PALESTINA– Ratusan orang Yahudi ultra-ortodoks (Haredi) melakukan demonstrasi di Al-Quds yang diduduki untuk menolak wajib militer. Mereka meneriakkan slogan-slogan seperti “Kami lebih baik mati daripada direkrut ke dalam tentara.”
Ratusan dari mereka menutup jalan di persimpangan antara Jalan Sari Israel dan Yaffa di AL-Quds sebagai protes terhadap kemungkinan diberlakukannya undang-undang rekruitmen atau wajib militer.
Rekruitmen Haredi yang menghindari pelayanan militer dengan alasan belajar Taurat telah lama menjadi masalah yang sensitif dalam masyarakat Israel.
Polemik tersebut kembali mencuat setelah pemerintahan sayap kanan di bawah kepemimpinan Benjamin Netanyahu berupaya untuk mengesahkan RUU yang akan membebaskan Haredi dari wajib militer dan memperpanjang masa wajib militer dari 32 menjadi 36 bulan.
RUU tersebut juga menyatakan tentara cadangan akan diberhentikan dari wajib militer pada usia 46 tahun, yang sebelumnya Hanya 40 tahun. Tentara cadangan harus menjalani wajib militer 42 hari setiap tahun, yang sebelumnya sepekan sampai dua pekan.
Para demonstran Haredi mencoba menutup sebuah jembatan utama di Al-Quds.

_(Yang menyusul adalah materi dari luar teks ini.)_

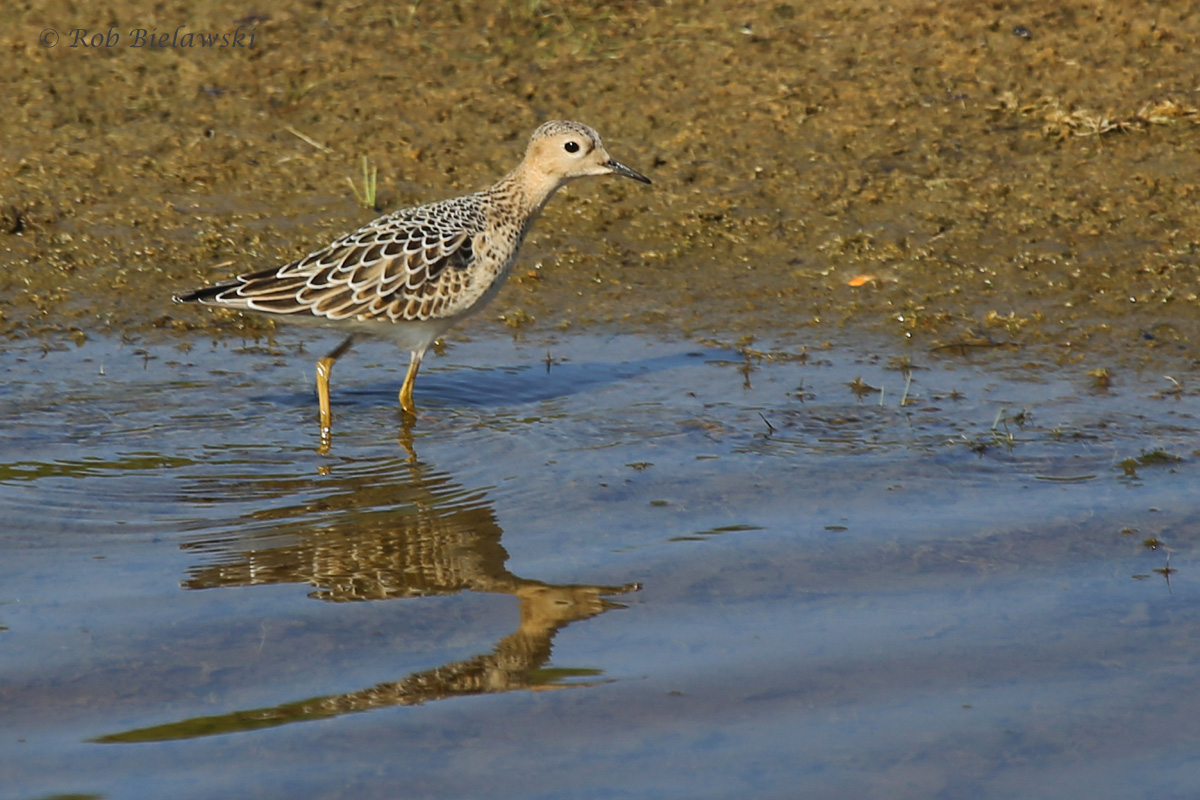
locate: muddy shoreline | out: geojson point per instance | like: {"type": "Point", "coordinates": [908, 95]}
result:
{"type": "Point", "coordinates": [1019, 175]}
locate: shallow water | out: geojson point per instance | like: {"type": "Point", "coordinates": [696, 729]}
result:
{"type": "Point", "coordinates": [594, 567]}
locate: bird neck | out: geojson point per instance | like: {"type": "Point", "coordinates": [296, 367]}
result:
{"type": "Point", "coordinates": [526, 188]}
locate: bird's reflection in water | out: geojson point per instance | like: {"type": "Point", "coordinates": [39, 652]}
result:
{"type": "Point", "coordinates": [394, 529]}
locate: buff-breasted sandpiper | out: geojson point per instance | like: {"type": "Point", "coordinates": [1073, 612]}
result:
{"type": "Point", "coordinates": [411, 275]}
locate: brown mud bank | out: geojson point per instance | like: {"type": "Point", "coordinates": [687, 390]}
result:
{"type": "Point", "coordinates": [1006, 173]}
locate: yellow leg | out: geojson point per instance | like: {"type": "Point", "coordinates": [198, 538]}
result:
{"type": "Point", "coordinates": [406, 389]}
{"type": "Point", "coordinates": [324, 367]}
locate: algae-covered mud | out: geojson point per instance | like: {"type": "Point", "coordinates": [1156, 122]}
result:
{"type": "Point", "coordinates": [1014, 172]}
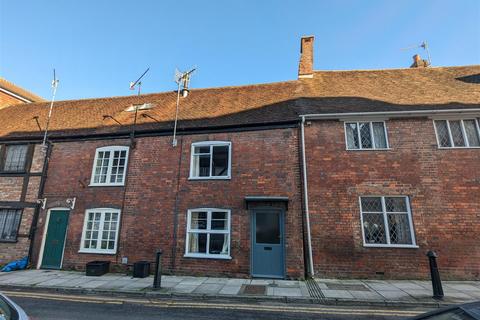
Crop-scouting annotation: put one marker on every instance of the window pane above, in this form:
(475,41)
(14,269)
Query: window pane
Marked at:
(379,134)
(442,133)
(202,149)
(219,221)
(396,204)
(220,161)
(373,227)
(365,136)
(201,166)
(15,158)
(352,136)
(197,243)
(267,227)
(371,204)
(9,222)
(457,134)
(473,135)
(218,244)
(399,229)
(198,220)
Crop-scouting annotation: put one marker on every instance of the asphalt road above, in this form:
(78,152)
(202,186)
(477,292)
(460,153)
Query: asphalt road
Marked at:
(56,306)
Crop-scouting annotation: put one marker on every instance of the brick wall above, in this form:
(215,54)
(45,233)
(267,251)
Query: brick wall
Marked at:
(443,185)
(263,163)
(21,191)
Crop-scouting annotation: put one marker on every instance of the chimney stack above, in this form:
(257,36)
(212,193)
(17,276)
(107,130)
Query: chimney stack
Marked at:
(418,62)
(305,67)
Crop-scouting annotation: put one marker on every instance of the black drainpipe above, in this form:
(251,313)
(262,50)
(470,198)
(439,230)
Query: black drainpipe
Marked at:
(33,226)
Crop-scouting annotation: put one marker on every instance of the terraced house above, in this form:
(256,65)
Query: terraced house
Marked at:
(337,173)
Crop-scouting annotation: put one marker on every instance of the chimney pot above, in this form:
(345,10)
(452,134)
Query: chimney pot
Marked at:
(305,67)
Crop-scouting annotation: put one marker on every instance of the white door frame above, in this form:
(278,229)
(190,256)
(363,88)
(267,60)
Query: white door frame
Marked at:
(45,228)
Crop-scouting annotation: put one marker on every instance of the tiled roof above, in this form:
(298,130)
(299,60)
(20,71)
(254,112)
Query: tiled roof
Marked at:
(9,86)
(326,92)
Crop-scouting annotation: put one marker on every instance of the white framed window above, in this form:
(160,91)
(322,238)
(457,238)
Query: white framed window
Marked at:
(211,160)
(208,233)
(100,231)
(109,166)
(370,135)
(14,158)
(386,221)
(463,133)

Polisi Israel menghadapi dengan menggunakan kendaraan lapis baja untuk membubarkan demonstran dan menangkap salah satu dari mereka.
Para demonstran juga mengibarkan spanduk yang bertuliskan “Bawa kami ke penjara, bukan ke tentara,” “Kami memiliki Taurat, tanpa Taurat tidak ada hak,” dan “Kami akan mati daripada direkrut.”
Sebagai respons terhadap demonstrasi tersebut, gerakan Ibu di Garis Depan menyatakan, “Siapa pun yang tidak ingin melayani di tentara, harus meninggalkan Israel.”
Rabbi Sephardic Chief Isaac Yosef mengatakan pekan lalu, “Jika kami dipaksa untuk bergabung dengan tentara, kami semua (Haredi) akan pergi ke luar negeri.”
Menurut Institut Demokrasi Israel, jumlah populasi Haredi di Israel sekitar 1,335 juta, atau 13,6% dari total populasi.
Persentase pemuda hingga usia 19 tahun (usia perekrutan) di antara Haredi adalah 58%, dibandingkan dengan 31% di antara total populasi Yahudi.
Menteri Pertahanan Yoav Galant menyatakan awal bulan ini bahwa ia tidak akan memperkenankan RUU rekruitmen yang bertujuan untuk memaksa mereka untuk melayani di tentara tanpa persetujuan dari semua partai yang terlibat dalam koalisi pemerintah.
Sejak 2017, pemerintahan yang berganti-ganti gagal mencapai kesepakatan tentang undang-undang konsensus untuk merekrut Haredi setelah Mahkamah Agung membatalkan undang-undang yang diberlakukan pada tahun 2015 yang memberi mereka pembebasan dari pelayanan militer, menyebut bahwa pembebasan tersebut melanggar “prinsip kesetaraan.”
Sejak saat itu, Knesset telah terus memperpanjang pembebasan Haredi dari pelayanan militer.
Saat ini, masyarakat Israel sedang dalam situasi tegang terutama dengan adanya agresi terhadap Gaza, di mana pada akhir bulan ini diharapkan akan berakhirnya keputusan yang dikeluarkan oleh pemerintahan yang berganti-ganti yang memberikan pembebasan bagi Yahudi Haredi dari pelayanan militer, dengan imbalan studi Taurat di sekolah-sekolah Yahudi agama.
Mahkamah Agung memberi pemerintahan Netanyahu hingga 31 Maret untuk mencapai kesepakatan tentang perekrutan Haredi dan mewajibkan mereka untuk melayani di militer, di mana saat ini terdapat 157.000 orang yang dapat ditempatkan, tetapi tentara Israel tidak merekrut mereka, dan mereka dianggap – menurut hukum – sebagai deserter dari pelayanan militer.
Polemik ini muncul ketika tentara pendudukan Israel, sejak 7 Oktober 2023, melancarkan agresi yang menghancurkan terhadap Gaza, dengan menderita kerugian dalam jumlah korban jiwa dan peralatan yang signifikan di hadapan perlawanan Palestina yang terus melawannya selama enam bulan, situasi ini semakin memperburuk keadaan tentara dan pemerintahan Netanyahu.